E - 5 HDU - 1078 (dp)
FatMouse has stored some cheese in a city. The city can be considered as a square grid of dimension n: each grid location is labelled (p,q) where 0 <= p < n and 0 <= q < n. At each grid location Fatmouse has hid between 0 and 100 blocks of cheese in a hole. Now he’s going to enjoy his favorite food.
FatMouse begins by standing at location (0,0). He eats up the cheese where he stands and then runs either horizontally or vertically to another location. The problem is that there is a super Cat named Top Killer sitting near his hole, so each time he can run at most k locations to get into the hole before being caught by Top Killer. What is worse – after eating up the cheese at one location, FatMouse gets fatter. So in order to gain enough energy for his next run, he has to run to a location which have more blocks of cheese than those that were at the current hole.

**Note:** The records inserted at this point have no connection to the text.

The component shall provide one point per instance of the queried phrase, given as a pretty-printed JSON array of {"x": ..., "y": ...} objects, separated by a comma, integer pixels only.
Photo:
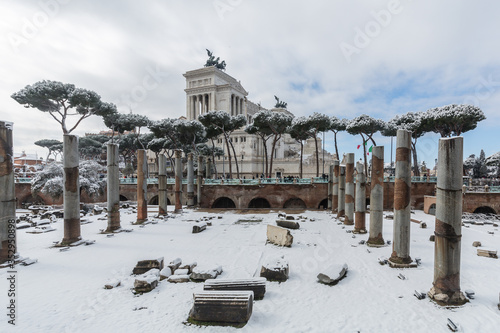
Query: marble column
[
  {"x": 341, "y": 202},
  {"x": 376, "y": 238},
  {"x": 190, "y": 184},
  {"x": 349, "y": 189},
  {"x": 7, "y": 196},
  {"x": 400, "y": 256},
  {"x": 178, "y": 181},
  {"x": 448, "y": 229},
  {"x": 71, "y": 161},
  {"x": 162, "y": 185},
  {"x": 360, "y": 213},
  {"x": 113, "y": 188},
  {"x": 199, "y": 180},
  {"x": 335, "y": 185},
  {"x": 142, "y": 186}
]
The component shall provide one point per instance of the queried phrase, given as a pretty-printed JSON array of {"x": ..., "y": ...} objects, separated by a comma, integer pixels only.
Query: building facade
[{"x": 211, "y": 89}]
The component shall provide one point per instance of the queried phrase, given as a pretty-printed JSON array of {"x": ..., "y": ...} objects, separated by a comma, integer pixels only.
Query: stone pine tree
[
  {"x": 54, "y": 147},
  {"x": 337, "y": 125},
  {"x": 300, "y": 131},
  {"x": 452, "y": 120},
  {"x": 60, "y": 101},
  {"x": 260, "y": 127},
  {"x": 318, "y": 123},
  {"x": 366, "y": 127}
]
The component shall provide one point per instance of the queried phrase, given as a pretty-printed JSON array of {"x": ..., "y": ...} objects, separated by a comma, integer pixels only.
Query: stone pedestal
[
  {"x": 400, "y": 256},
  {"x": 71, "y": 160},
  {"x": 376, "y": 238},
  {"x": 349, "y": 189},
  {"x": 7, "y": 195},
  {"x": 113, "y": 188},
  {"x": 142, "y": 186},
  {"x": 360, "y": 213},
  {"x": 448, "y": 232}
]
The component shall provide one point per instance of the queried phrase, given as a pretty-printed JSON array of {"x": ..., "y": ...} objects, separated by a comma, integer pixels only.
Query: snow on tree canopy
[{"x": 49, "y": 181}]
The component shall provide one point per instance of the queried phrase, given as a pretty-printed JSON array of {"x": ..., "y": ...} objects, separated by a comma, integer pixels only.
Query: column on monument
[
  {"x": 349, "y": 189},
  {"x": 7, "y": 195},
  {"x": 335, "y": 185},
  {"x": 377, "y": 198},
  {"x": 178, "y": 181},
  {"x": 113, "y": 187},
  {"x": 402, "y": 185},
  {"x": 199, "y": 180},
  {"x": 341, "y": 203},
  {"x": 142, "y": 186},
  {"x": 448, "y": 227},
  {"x": 360, "y": 213},
  {"x": 330, "y": 187},
  {"x": 162, "y": 185},
  {"x": 190, "y": 184}
]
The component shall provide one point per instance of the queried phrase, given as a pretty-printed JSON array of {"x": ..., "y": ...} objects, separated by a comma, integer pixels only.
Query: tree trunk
[
  {"x": 416, "y": 170},
  {"x": 317, "y": 154}
]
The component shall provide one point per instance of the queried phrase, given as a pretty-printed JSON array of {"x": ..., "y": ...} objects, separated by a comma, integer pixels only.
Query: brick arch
[
  {"x": 223, "y": 202},
  {"x": 295, "y": 203},
  {"x": 485, "y": 210},
  {"x": 259, "y": 203}
]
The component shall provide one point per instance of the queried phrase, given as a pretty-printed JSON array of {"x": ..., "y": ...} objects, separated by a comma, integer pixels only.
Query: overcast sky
[{"x": 341, "y": 58}]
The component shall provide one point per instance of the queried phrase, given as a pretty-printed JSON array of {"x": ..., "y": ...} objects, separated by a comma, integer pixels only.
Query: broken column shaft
[
  {"x": 349, "y": 189},
  {"x": 162, "y": 185},
  {"x": 360, "y": 213},
  {"x": 199, "y": 180},
  {"x": 448, "y": 230},
  {"x": 330, "y": 187},
  {"x": 142, "y": 186},
  {"x": 377, "y": 198},
  {"x": 7, "y": 195},
  {"x": 341, "y": 202},
  {"x": 400, "y": 256},
  {"x": 335, "y": 186},
  {"x": 71, "y": 160},
  {"x": 190, "y": 184},
  {"x": 178, "y": 181},
  {"x": 113, "y": 188}
]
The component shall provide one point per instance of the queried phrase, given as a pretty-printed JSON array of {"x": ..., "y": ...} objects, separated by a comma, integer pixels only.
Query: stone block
[
  {"x": 199, "y": 227},
  {"x": 145, "y": 265},
  {"x": 279, "y": 236},
  {"x": 333, "y": 274},
  {"x": 288, "y": 224},
  {"x": 200, "y": 274},
  {"x": 257, "y": 285},
  {"x": 275, "y": 270}
]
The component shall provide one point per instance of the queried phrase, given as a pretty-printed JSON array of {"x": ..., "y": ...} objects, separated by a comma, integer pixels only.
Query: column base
[
  {"x": 401, "y": 263},
  {"x": 443, "y": 298}
]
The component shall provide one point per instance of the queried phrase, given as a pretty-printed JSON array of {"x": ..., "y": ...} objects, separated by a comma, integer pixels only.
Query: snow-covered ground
[{"x": 64, "y": 291}]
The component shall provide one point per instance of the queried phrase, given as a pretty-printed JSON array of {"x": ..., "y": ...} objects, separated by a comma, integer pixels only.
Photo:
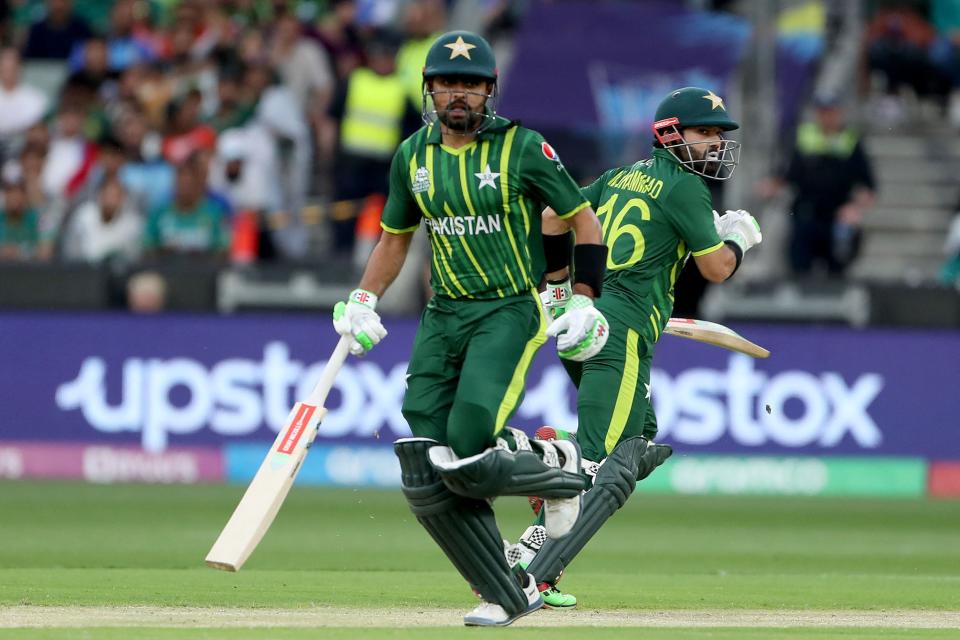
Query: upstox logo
[{"x": 236, "y": 397}]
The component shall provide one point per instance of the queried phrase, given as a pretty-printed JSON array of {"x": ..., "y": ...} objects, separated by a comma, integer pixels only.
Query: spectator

Given n, k, and the number of blocks of cheese at each grid location, compute the maximum amount of cheese FatMouse can eat before being unable to move.
Input
There are several test cases. Each test case consists of
a line containing two integers between 1 and 100: n and k
n lines, each with n numbers: the first line contains the number of blocks of cheese at locations (0,0) (0,1) … (0,n-1); the next line contains the number of blocks of cheese at locations (1,0), (1,1), … (1,n-1), and so on.
The input ends with a pair of -1’s.
Output
For each test case output in a line the single integer giving the number of blocks of cheese collected.
Sample Input
3 1
1 2 5
10 11 6
12 12 7
-1 -1
Sample Output
37
题目大意:老鼠每次能走1~k步,但是每次吃的奶酪要比上次吃得多,请问老鼠一共能吃到多少块奶酪。
判断条件不能写成 (dp[p][q]!= -1),用这个就TLE了。
这是一个动态规划(dp),记忆化搜索。
#include <iostream>
using namespace std;
int map[105][105],dp[105][105];
int n, m, k;
int dfs(int p, int q)
{
if (!dp[p][q])
{
int i, j;
int ans, maxn = 0;
int left, right, down, up;
left = p - k;right = p + k;//在所及范围进行从左到右的搜索
if (left<0) left = 0;
if (right >= n) right = n - 1;
for (i = left; i <= right; i++)
{
if (map[i][q]>map[p][q])
{
ans = dfs(i, q);//继续搜索
if (maxn<ans)
maxn = ans;
}
}
up = q - k;down = q + k;
if (up<0) up = 0;
if (down >= n) down = n - 1;
for (j = up; j <= down; j++)
{
if (map[p][j]>map[p][q])
{
ans = dfs(p, j);
if (maxn<ans)
maxn = ans;
}
}
dp[p][q] = maxn + map[p][q];
}
return dp[p][q];//把结果转移到dp
}
int main()
{
while (1)
{
scanf_s("%d%d", &n, &k);
if (n == -1 && k == -1) break;
for ( int i = 0; i<n; i++)
{
for (int j = 0; j<n; j++)
cin >> map[i][j];
}
memset(dp, 0, sizeof(dp));
printf("%d
", dfs(0, 0));
}
return 0;
}